Diarmuid Kilgallen
- Born: 3 August 2000 (age 25) Eadestown, County Kildare Ireland
- Height: 1.93 m (6 ft 4 in)
- Weight: 92 kg (203 lb; 14 st 7 lb)
- School: Cistercian College Roscrea

Rugby union career
- Position: Wing

Amateur team(s)
- Years: Team / Apps / (Points)
- Naas RFC

Senior career
- Years: Team / Apps / (Points)
- 2019–2024: Connacht / 23 / (60)
- 2024–: Munster / 14 / (30)
- Correct as of 04 April 2026

= Diarmuid Kilgallen =

Irish rugby union player

Diarmuid Kilgallen (born 3 August 2000) is an Irish rugby union player, currently playing for United Rugby Championship and European Rugby Champions Cup side Munster. He plays on the wing.

==Connacht==
Kilgallen joined the Connacht Academy in 2019 and made his debut for the Connacht senior team in the final round of the 2019–20 Pro14 against Munster, having been announced as a late replacement in the starting XV for Matt Healy. He was also named in the Ireland U20s side for 2020 U20 Six Nations.

== Munster ==
Kilgallen made his Munster debut against the All Blacks XV on 2/11/2024 but he sustained a wrist injury ruling him out for several weeks.

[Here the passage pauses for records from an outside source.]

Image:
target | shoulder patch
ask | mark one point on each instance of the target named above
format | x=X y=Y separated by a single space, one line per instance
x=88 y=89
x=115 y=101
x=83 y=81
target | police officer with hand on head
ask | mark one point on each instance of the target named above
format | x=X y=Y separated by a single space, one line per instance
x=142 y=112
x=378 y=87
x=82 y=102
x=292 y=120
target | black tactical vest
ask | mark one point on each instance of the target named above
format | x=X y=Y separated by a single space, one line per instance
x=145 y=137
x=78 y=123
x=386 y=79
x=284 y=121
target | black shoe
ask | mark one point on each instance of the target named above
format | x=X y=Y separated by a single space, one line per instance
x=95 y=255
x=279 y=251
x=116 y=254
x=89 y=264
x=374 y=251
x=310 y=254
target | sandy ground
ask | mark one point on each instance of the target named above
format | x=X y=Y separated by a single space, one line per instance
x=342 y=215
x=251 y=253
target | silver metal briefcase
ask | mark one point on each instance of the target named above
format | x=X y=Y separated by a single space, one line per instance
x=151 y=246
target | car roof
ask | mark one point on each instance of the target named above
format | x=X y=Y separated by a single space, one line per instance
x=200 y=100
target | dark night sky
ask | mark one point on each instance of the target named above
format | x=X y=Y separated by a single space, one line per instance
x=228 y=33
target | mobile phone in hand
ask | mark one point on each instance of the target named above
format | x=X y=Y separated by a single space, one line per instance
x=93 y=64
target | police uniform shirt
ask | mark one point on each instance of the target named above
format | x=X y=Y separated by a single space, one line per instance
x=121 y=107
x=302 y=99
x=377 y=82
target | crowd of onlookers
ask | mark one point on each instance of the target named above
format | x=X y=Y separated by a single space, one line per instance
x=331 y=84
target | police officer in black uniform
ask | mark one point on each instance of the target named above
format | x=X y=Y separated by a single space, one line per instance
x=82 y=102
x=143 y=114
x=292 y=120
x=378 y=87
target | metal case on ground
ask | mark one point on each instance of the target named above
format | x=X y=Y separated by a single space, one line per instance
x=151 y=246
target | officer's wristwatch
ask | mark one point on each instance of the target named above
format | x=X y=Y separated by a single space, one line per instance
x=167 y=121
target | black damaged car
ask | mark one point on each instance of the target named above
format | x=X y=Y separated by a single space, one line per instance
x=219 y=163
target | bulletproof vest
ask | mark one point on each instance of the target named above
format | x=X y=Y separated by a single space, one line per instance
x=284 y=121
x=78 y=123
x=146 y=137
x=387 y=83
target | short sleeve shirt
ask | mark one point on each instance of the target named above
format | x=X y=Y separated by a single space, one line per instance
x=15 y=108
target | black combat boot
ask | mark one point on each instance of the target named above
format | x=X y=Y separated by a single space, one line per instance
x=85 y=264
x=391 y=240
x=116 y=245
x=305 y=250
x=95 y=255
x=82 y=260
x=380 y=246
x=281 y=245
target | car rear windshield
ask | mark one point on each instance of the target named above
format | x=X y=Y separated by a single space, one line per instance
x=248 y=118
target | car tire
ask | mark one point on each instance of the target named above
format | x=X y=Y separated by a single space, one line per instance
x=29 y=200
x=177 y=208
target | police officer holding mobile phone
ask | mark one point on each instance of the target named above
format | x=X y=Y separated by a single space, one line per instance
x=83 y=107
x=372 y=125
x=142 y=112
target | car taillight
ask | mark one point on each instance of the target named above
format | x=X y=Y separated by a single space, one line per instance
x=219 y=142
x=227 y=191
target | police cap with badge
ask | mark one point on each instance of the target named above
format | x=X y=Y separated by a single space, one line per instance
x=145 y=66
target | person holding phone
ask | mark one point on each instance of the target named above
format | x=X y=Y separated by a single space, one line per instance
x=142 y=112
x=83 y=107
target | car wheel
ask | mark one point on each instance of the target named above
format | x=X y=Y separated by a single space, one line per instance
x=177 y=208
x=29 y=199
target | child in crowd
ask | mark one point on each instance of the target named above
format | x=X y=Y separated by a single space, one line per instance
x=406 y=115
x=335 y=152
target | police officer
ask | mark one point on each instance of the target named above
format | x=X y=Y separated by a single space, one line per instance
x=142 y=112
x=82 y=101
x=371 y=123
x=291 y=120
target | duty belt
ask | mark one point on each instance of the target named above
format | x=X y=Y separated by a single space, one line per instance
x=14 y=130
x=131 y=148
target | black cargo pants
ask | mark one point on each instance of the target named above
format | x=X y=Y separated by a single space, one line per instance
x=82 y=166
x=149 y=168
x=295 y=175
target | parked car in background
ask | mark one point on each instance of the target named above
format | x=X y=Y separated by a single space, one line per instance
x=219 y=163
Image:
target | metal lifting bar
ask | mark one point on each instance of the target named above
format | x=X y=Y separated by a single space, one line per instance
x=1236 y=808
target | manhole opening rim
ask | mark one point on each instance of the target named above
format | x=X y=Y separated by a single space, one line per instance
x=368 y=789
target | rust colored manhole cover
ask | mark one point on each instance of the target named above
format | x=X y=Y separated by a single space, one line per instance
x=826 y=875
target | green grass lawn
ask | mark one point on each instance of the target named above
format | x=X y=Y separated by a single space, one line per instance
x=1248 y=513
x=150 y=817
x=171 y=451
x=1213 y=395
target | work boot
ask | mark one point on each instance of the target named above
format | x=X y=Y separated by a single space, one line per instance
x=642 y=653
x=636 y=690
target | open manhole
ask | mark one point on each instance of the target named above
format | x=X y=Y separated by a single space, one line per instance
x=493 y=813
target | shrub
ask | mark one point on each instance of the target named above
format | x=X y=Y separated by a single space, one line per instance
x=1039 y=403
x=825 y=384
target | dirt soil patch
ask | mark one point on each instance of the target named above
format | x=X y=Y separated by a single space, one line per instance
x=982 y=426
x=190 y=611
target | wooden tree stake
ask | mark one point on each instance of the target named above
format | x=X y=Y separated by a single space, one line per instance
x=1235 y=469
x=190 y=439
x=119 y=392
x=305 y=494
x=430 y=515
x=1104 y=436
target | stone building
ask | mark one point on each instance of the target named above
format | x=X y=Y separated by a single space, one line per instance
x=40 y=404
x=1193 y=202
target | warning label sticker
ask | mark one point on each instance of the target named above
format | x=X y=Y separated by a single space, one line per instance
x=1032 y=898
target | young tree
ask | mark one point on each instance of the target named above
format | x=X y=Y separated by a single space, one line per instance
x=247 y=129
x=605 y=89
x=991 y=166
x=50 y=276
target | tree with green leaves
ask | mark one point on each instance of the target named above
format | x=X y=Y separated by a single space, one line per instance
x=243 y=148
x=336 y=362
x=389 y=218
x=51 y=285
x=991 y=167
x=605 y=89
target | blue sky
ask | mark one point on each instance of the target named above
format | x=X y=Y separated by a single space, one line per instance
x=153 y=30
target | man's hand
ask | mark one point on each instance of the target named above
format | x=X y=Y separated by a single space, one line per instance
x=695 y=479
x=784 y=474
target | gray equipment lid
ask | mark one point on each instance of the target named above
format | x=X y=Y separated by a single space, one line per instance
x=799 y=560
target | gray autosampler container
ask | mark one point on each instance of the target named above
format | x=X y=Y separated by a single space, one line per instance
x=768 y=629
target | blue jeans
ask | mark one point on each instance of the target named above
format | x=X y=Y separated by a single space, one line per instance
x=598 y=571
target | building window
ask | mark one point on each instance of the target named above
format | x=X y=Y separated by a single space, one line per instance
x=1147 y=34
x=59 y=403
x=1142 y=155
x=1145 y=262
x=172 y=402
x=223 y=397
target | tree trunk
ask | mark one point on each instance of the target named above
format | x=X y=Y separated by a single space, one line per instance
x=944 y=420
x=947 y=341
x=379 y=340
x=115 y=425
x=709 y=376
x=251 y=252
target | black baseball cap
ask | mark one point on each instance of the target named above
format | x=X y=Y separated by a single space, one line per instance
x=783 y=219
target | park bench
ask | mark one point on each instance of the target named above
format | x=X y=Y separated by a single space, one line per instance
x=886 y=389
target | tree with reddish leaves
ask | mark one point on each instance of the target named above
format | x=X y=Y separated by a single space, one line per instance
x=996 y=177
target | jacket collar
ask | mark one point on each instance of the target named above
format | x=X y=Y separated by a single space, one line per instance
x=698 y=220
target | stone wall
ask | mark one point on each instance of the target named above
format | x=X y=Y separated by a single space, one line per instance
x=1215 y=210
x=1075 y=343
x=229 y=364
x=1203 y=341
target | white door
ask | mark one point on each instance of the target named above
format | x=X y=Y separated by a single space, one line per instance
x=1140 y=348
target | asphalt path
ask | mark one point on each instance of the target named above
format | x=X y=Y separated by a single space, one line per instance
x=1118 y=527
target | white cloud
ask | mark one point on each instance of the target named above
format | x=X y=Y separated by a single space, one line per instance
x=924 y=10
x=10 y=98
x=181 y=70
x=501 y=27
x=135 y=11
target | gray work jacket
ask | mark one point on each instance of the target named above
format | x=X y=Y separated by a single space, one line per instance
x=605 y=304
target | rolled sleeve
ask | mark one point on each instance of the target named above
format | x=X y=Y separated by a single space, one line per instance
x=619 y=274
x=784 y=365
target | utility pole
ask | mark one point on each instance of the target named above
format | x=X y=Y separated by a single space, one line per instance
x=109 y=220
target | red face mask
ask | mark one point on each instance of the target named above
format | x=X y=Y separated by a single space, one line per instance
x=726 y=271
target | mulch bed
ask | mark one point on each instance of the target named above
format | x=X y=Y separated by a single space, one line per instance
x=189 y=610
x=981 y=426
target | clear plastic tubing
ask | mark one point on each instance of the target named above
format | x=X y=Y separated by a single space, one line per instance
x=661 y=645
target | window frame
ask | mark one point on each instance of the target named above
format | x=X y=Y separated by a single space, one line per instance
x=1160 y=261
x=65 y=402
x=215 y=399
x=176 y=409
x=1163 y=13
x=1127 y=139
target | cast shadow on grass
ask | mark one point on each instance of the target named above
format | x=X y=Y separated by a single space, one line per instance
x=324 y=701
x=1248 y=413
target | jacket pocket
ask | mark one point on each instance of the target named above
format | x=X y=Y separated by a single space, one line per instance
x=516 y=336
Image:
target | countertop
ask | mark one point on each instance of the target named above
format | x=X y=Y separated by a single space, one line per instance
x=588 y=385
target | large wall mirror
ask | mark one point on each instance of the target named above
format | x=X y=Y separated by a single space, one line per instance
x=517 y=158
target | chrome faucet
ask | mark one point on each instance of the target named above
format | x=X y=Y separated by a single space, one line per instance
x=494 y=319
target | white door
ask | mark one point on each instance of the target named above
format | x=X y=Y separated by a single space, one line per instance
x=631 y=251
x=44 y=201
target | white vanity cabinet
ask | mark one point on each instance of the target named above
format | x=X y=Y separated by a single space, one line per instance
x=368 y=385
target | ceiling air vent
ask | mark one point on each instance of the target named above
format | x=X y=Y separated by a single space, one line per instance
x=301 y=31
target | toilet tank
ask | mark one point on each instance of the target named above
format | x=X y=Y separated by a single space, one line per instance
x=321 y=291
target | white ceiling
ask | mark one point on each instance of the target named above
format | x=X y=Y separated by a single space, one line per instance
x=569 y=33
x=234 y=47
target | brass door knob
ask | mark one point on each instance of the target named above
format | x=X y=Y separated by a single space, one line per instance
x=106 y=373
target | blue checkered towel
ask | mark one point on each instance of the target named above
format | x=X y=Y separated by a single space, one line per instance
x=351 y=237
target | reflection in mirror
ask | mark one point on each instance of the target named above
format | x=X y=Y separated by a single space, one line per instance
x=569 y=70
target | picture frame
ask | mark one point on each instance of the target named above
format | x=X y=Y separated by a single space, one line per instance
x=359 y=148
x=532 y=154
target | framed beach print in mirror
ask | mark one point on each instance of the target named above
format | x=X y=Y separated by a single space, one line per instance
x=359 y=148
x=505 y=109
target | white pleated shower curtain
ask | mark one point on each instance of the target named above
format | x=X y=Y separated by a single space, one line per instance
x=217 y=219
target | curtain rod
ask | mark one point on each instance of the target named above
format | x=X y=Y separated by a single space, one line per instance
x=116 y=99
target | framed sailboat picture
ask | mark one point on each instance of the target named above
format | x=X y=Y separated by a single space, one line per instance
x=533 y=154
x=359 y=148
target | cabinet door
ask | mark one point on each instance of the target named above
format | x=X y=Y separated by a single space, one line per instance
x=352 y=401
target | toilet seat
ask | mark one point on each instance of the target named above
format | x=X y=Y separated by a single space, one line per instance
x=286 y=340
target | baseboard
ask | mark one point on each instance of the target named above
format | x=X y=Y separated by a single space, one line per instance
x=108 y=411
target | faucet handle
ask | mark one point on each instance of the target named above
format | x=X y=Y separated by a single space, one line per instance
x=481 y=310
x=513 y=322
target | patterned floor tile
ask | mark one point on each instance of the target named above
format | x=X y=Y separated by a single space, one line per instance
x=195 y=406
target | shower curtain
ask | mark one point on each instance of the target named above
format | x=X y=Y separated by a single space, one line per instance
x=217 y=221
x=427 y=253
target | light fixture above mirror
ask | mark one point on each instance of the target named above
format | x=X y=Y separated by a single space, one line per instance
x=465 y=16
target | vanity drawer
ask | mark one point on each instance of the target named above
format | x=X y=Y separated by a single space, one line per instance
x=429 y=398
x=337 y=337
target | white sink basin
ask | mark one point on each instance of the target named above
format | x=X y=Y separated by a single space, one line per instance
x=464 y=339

He made his competitive debut for Munster in the Champions Cup pool game away to Northampton Saints, during which he scored two tries

Kilgallen made his United Rugby Championship debut away to Dragons RFC where he scored his first United Rugby Championship try, helping Munster to a 12-38 victory over the home side.

Kilgallen made scored his fourth try for Munster during the province's narrow defeat to The Hollywood Bets Sharks, which they ultimately lost on penalties.